Durante los días de mi lectura de Los que no perdonan, viendo The Witch (Robert Eggers, 2015), me percaté de que la inyección de un relato nuevo (o seminuevo, según la teoría de la originalidad que prefieran seguir) en un folklore de fechas y mitemas concretos siempre tiene que ejecutar algún sacrificio. Lo más común es que sea el fondo o la forma: bien los valores de los personajes, las motivaciones de la historia o la naturaleza del conflicto es esencialmente contemporáneo, aunque el lenguaje y las apariencias se hayan reproducido con gran escrúpulo; o bien las ensoñaciones sobre el pasado elaboran con este una especie de tablero de Pinterest fantasioso, tan bonito como irreal. O lanzamos por el acantilado ambas cosas y hacemos una novela de highlanders, que nada tienen de malo y que también procuran reescribirnos el folklore.

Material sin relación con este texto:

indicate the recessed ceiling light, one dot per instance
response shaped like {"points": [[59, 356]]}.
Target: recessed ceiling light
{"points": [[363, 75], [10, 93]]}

Lo que sucede en todas esas variantes es que el propósito principal, movido por un respeto casi lujurioso hacia otra época, consiste en querer añadir un elemento más. Una nueva heroína universal, un tropo hasta entonces nunca ejecutado, una versión jamás leída de los hechos firmados siempre por las mismas manos blancas, veteranas y masculinas. Eso, en definitiva, es folklore, pero es folklore nuestro. Los relatos que se encaminan hacia atrás, sin que parezca una película mal rebobinada, realizan ese sacrificio que comentaba al comienzo: saben que es imposible reproducir el pasado sin haber perdido algo en el sendero, en la centrifugación de la máquina del tiempo, y los mejores son aquellos que en sus propias reflexiones también incluyen el sacrificio. Como The Witch o como Los que no perdonan, que con ese epíteto de pastiche mucho parecía que debería perder de salto en salto entre siglos, géneros y formatos.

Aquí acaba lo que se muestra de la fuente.